El grupo se alejó trotando hacia el laboratorio. Con una sonrisa satisfecha, Eric se sacó el casco del traje de aislamiento y por fin pudo apartarse de su rostro los mechones de pelo empapados en sudor. Al pasar por el puesto de control dejó el traje apoyado sobre el mostrador y cruzó cojeando el arco detector de metales. La condenada herida de la pierna le dolía cada vez más, y notaba cómo latía a cada paso que daba.

Dos minutos después, Eric atravesaba las puertas del hospital, convertidas en un caos absoluto, con docenas de militares entrando y saliendo y colas enormes de enfermos amontonados en pijama sobre la acera. Silbando entre dientes, se alejó hacia el centro de la ciudad, arrastrando ligeramente la pierna derecha al andar.

«Quizá sea una buena idea desinfectarla al llegar a casa», pero al instante se corrigió: «Qué diablos, tan sólo es una mierda de corte». «No es una mierda de corte y lo sabes perfectamente bien, gilipollas. Es una puta mordedura —aulló la parte razonable y lógica de su mente— y si fueses sabio te pegarías un tiro ahora mismo, desgraciado.»
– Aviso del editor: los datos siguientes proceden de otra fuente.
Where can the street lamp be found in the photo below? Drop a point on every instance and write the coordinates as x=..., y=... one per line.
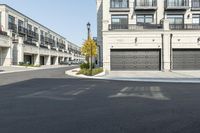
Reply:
x=88, y=27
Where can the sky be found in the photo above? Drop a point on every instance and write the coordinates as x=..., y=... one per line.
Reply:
x=66, y=17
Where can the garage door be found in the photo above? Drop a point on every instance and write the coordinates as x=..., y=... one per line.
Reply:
x=186, y=59
x=135, y=60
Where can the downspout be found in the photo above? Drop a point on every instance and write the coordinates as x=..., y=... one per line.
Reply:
x=162, y=52
x=171, y=53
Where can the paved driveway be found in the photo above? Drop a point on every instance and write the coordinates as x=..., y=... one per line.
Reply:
x=50, y=102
«No, seguro que sólo es un corte. Recuerdo perfectamente cómo me corté con uno de aquellos cristales», se dijo a sí mismo, tajante, mientras sacudía la cabeza.

«¡Estás mintiendo, estás mintiendo! —aulló la vocecilla, pero esta vez de forma mucho más débil (Eric llevaba oyendo voces en su cabeza desde los catorce años y había aprendido a no escucharlas)—. Puede esperar un rato.»
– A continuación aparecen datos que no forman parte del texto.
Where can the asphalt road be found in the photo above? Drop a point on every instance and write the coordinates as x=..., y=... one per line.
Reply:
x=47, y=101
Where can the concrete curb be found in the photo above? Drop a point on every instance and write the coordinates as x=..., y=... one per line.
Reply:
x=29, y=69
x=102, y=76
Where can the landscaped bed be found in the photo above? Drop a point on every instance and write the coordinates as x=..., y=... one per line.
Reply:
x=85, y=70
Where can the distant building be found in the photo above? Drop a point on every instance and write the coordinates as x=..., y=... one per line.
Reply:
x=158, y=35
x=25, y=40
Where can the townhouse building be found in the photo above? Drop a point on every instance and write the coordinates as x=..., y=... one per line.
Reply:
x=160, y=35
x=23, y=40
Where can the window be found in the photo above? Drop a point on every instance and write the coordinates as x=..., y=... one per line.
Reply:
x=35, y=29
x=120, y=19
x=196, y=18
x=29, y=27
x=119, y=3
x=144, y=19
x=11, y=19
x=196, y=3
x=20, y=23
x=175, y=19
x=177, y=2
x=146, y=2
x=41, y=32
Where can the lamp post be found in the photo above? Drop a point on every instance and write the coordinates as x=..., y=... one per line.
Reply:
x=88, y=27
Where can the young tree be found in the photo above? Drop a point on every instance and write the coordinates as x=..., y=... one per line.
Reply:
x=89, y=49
Eric se dio cuenta en ese preciso instante de que antes de ir a casa, lo que deseaba desesperadamente era un trago. Parecía una idea muy buena. Qué cojones, era una idea colosal. Era la madre de todas las Geniales Ideas Brillantes de la historia.

Quizá un par de copas le calmasen el dolor de la pierna, donde millones de pequeños cayados de pastor se multiplicaban en aquel preciso instante, aunque él no los pudiese ver.

Y puede que de paso acallasen aquellas jodidas vocecitas que gritaban en su cabeza y que no le dejaban pensar con claridad.

Y además, quizá deshiciesen la bola de hielo en que se habían transformado sus testículos.

Qué coño, valía la pena intentarlo.

Por un clavo, el reino se perdió.

Por sólo un clavo. Un único y jodido clavo.